The Philippines has accused China of becoming increasingly aggressive in recent years in staking its claims to nearly all of the South China Sea, and Aquino reportedly said his nation could not stand up to its mightier neighbour alone.
"At what point do you say: 'Enough is enough'? Well, the world has to say it -- remember that the Sudetenland was given in an attempt to appease Hitler to prevent World War II," the New York Times quoted Aquino as saying in a lengthy interview in Manila yesterday.
The president's spokespeople were not immediately available to comment on his interview with the New York Times.
Aquino's reported comments come less than two weeks after Japanese Prime Minister Shinzo Abe raised the temperature in a parallel territorial dispute with China by appearing to compare Sino-Japanese relations with the run-up to World War I.
Japan and China are at loggerheads over the sovereignty of disputed islands in the East China Sea, with paramilitary confrontations common as naval vessels and planes lurk in the background.
But the Philippines, as well as Vietnam, Malaysia, Brunei and the Taiwan, also have competing claims to some of the waters.
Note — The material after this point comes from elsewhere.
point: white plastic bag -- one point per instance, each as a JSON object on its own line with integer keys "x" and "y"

China has been steadily increasing its military and coast guard presence in the sea in recent years to assert its claim, causing diplomatic tensions to rise and stoking concerns in the Philippines about perceived Chinese bullying.
The Philippines launched legal action with a United Nations tribunal last year in an effort to for it to rule the Chinese South China Sea claim is invalid. China has refused to participate in the UN process.